Peter Gerhardstein – Binghamton University
Assessing Problematic Digital Media Consumption
Investigation of the perceptual and attention processes that influence the formation of our perceptions of the visual world and of visual memories, and exploration of the structure and content of visual representations comprise the primary foci of Gerhardstein’s research. He subscribes to the view that these areas’ processes are interrelated.

Current research in the lab includes investigations of both low-level perceptual development (investigating the development of contour integration, orientation sensitivity and other low-level vision abilities in infants and children) and higher-level issues relating to the ability to transfer training from screen media (video, television, interactive touch screens) to a ‘live,’ or 3-D person-to-person interaction, a situation in which young children have been found to underperform to a surprising degree.

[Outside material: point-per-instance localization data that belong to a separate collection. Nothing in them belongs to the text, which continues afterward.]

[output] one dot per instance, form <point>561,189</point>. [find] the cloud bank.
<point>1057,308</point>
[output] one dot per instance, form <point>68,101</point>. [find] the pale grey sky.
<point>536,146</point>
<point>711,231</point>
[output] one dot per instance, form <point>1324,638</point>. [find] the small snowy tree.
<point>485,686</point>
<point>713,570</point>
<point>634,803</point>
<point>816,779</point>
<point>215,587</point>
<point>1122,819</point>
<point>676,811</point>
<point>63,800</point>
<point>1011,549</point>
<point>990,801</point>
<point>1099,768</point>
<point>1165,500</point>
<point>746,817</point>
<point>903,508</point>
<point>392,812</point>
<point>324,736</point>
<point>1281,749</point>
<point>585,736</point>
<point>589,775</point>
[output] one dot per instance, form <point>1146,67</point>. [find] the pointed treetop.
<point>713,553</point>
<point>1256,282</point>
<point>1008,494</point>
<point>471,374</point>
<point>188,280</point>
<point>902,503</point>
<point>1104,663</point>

Vipal Lugade – Binghamton University
Using Smartphones to Assess Older Adults Fall Risk
Vipul Lugade joined the Decker College of Nursing and Health Sciences in September 2021. He is the director of the Motion Analysis Research Laboratory and an associate professor in the Division of Physical Therapy.

Vipul’s research includes the development of tools to remotely monitor activity, the investigation of body-worn sensors, evaluating concussions in adolescents and the risk of falls in older adults, and the use of large-scale datasets to optimize disease prognosis and recommend individualized intervention in a range of populations.

Adam Session – Binghamton University
Deciphering Polypoid Genome Ancestry
Dr. Session is currently an assistant professor at the Binghamton University Harpur School of Arts and Sciences

His research focuses on genome evolution with a focus on polyploidy and transposable elements.

Lindsey Swierk – Binghamton University
Lizard Adaptations Through the Lens of Organismal Ecology
Swierk studies the behavior and ecology of species in a changing world. Her work primarily focuses on reproductive ecology, sexual selection, and animal communication using reptiles and amphibians as study organisms, exploring both fundamental questions and their conservation implications. Swierk’s research integrates an emphasis on the human impacts on species’ ecology. She conducts research in the northeastern United States and in the Neotropics.